假設在我的集群中db1節點出現故障,那麼預期的行為是db2節點被提升為新的主節點。這一切都很好,日誌證明了這一點:

[WARNING] connection to upstream has been lost, trying to recover... 60 seconds before failover decision
[WARNING] connection to upstream has been lost, trying to recover... 50 seconds before failover decision
[WARNING] connection to upstream has been lost, trying to recover... 40 seconds before failover decision
[WARNING] connection to upstream has been lost, trying to recover... 30 seconds before failover decision
[WARNING] connection to upstream has been lost, trying to recover... 20 seconds before failover decision
[WARNING] connection to upstream has been lost, trying to recover... 10 seconds before failover decision
[ERROR] unable to reconnect to upstream after 60 seconds...
[ERROR] connection to database failed: could not connect to server: No route to host
       Is the server running on host "10.10.10.50" and accepting
       TCP/IP connections on port 5432?

[ERROR] connection to database failed: could not connect to server: No route to host
       Is the server running on host "10.10.10.50" and accepting
       TCP/IP connections on port 5432?

[NOTICE] promoting standby
[NOTICE] promoting server using '/usr/lib/postgresql/9.3/bin/pg_ctl -D /var/lib/postgresql/9.3/main promote'
[NOTICE] STANDBY PROMOTE successful.  You should REINDEX any hash indexes you have.

db2節點現在被提升為一個新的主節點,一切都很好,直到db1節點恢復。

在那種情況下,預計db1to 會成為新的備用節點,但事實並非如此,因為我最終將兩個節點都作為主節點?!

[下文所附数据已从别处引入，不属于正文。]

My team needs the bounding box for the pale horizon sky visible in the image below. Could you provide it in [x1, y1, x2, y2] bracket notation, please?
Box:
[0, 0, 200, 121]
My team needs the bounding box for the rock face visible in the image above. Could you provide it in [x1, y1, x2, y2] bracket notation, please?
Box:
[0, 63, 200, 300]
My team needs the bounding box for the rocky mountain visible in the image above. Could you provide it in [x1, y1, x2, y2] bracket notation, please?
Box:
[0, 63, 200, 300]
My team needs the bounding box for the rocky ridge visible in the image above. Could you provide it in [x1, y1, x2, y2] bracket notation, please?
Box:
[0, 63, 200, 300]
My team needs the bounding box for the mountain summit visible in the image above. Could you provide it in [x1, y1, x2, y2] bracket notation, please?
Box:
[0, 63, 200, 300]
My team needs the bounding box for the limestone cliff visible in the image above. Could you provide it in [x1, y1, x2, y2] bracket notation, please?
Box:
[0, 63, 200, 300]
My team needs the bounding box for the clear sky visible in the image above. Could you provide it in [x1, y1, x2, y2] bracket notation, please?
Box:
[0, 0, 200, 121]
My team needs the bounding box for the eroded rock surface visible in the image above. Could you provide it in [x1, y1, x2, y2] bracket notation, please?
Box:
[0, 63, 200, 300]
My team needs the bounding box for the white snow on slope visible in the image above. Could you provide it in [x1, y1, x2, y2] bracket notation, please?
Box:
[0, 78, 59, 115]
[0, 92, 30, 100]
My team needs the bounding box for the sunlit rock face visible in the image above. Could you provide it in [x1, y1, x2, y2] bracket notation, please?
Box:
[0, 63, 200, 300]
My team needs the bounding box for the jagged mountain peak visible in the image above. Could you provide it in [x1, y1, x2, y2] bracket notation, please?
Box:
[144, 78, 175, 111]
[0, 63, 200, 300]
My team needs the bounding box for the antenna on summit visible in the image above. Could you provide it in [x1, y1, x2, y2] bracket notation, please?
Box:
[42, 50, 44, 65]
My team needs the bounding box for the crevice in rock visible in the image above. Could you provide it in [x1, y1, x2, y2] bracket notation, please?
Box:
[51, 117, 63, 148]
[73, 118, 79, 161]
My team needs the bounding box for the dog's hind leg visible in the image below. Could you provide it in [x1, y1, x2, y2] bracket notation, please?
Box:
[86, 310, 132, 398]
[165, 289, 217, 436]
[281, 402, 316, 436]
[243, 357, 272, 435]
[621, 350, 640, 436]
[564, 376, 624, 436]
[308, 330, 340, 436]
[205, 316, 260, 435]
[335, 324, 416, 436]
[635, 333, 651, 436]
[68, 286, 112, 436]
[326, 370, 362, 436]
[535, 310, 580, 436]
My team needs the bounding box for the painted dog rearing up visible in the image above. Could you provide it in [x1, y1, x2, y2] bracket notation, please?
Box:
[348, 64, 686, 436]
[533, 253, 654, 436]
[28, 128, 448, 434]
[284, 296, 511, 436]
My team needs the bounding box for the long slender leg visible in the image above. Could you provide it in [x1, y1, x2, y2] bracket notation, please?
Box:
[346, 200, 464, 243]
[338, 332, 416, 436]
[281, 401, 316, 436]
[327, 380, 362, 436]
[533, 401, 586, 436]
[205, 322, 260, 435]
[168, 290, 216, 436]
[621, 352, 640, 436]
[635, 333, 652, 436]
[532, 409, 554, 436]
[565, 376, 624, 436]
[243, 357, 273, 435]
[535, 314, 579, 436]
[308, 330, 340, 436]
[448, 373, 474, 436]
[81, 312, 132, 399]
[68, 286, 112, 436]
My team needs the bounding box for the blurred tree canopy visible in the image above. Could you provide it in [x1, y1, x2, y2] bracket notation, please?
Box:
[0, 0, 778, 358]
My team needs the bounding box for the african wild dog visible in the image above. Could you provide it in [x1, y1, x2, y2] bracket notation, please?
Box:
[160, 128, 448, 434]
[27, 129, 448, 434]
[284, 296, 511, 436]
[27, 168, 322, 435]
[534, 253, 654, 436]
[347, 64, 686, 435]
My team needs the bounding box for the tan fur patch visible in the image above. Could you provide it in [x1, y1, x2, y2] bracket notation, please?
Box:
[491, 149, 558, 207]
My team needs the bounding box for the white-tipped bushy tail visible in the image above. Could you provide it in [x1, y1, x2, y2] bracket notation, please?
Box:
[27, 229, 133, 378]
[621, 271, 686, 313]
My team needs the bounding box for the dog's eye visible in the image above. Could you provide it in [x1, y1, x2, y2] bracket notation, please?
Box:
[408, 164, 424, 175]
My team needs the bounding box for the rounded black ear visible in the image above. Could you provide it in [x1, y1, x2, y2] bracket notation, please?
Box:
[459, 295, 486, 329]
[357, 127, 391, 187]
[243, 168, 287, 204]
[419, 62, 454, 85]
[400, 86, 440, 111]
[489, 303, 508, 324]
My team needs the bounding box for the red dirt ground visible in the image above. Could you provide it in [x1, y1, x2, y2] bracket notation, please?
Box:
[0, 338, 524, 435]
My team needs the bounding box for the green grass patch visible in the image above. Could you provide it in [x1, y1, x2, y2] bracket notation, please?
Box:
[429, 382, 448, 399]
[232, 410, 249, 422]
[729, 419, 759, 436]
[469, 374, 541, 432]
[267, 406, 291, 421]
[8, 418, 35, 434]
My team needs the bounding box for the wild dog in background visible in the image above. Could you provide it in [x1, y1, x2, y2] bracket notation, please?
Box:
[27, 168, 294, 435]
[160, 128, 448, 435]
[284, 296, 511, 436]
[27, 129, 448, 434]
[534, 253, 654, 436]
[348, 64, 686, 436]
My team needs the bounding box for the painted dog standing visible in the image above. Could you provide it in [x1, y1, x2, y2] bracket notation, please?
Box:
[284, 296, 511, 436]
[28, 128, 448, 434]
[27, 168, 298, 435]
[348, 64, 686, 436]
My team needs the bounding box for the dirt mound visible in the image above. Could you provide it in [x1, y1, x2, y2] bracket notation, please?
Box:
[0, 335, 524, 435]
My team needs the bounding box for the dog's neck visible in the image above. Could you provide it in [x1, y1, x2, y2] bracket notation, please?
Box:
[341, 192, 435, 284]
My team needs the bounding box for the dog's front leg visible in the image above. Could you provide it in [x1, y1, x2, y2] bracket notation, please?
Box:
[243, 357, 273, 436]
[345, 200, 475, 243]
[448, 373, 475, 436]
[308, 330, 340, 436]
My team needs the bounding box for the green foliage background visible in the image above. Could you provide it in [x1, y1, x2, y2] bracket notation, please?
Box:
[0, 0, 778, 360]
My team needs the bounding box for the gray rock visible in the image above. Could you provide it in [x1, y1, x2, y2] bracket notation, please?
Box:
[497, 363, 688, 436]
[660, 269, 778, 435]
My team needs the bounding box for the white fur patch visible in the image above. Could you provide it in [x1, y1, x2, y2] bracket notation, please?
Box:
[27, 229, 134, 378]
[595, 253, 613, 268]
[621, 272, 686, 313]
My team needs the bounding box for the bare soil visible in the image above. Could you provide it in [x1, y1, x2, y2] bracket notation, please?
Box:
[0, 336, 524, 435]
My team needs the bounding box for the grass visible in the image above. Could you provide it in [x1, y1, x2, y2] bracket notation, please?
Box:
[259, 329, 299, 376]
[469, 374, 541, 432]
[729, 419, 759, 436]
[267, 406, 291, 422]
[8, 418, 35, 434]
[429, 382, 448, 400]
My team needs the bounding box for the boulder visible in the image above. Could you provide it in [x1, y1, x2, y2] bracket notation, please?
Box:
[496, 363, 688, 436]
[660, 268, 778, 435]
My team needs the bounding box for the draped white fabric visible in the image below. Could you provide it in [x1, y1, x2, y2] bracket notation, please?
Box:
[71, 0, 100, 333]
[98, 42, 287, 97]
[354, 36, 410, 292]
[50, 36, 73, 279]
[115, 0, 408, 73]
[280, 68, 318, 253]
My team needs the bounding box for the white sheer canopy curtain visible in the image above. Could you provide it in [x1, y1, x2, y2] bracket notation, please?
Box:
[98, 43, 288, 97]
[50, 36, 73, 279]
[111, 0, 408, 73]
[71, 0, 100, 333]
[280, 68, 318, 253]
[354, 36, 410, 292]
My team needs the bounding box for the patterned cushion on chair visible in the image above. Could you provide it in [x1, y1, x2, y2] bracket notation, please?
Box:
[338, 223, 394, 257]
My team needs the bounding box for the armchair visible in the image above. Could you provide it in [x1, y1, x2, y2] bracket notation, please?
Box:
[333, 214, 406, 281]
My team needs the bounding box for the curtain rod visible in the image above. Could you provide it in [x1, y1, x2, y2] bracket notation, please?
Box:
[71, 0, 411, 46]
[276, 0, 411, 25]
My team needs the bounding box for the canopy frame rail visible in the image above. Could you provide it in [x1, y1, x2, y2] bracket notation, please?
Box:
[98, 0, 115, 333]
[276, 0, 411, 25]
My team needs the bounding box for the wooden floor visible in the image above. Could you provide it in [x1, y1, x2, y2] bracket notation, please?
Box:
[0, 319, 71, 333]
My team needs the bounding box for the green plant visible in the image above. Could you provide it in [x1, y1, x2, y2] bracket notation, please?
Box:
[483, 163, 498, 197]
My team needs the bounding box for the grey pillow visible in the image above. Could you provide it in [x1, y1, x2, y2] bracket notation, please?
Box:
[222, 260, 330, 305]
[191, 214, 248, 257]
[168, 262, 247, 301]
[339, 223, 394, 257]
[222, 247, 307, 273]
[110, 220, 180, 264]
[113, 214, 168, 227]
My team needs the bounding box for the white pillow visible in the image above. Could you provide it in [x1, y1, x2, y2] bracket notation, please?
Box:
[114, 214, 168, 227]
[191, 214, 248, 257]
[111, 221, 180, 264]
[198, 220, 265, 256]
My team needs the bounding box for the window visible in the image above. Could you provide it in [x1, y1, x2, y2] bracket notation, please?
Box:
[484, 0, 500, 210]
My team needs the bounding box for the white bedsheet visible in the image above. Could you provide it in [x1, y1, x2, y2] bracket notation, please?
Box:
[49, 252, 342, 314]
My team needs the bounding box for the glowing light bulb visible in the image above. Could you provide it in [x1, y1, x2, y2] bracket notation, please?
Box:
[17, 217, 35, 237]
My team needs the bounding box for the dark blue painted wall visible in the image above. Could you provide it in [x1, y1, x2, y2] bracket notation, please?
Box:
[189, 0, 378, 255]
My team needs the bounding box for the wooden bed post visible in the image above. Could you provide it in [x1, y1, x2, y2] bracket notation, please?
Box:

所以我的問題是,在故障轉移之後,我怎樣才能防止兩個節點都充當主節點(在文件中它說包括第三個節點作為見證節點 - 我有那個),但預期的效果不存在。

這是我的 repmgr.conf 文件的範例:

cluster=test_cluster
node=1
node_name=db1
conninfo='host=10.10.10.50 dbname=repmgr user=repmgr'
master_response_timeout=60
reconnect_attempts=6
reconnect_interval=10
failover=automatic
promote_command='repmgr standby promote -f /etc/repmgr/repmgr.conf'
follow_command='repmgr standby follow -f /etc/repmgr/repmgr.conf'
pg_bindir=/usr/lib/postgresql/9.3/bin

db1以及節點恢復後的集群狀態:

repmgr -f /etc/repmgr/repmgr.conf cluster show
Role      | Connection String
* master  | host=10.10.10.50 dbname=repmgr user=repmgr
* master  | host=10.10.10.60 dbname=repmgr user=repmgr
 witness | host=10.10.10.70 dbname=repmgr user=repmgr port=5499

非常感謝,

最好的問候

幾個月前,我使用 repmgr 研究了自動故障轉移。似乎 repmgr 正在按預期工作。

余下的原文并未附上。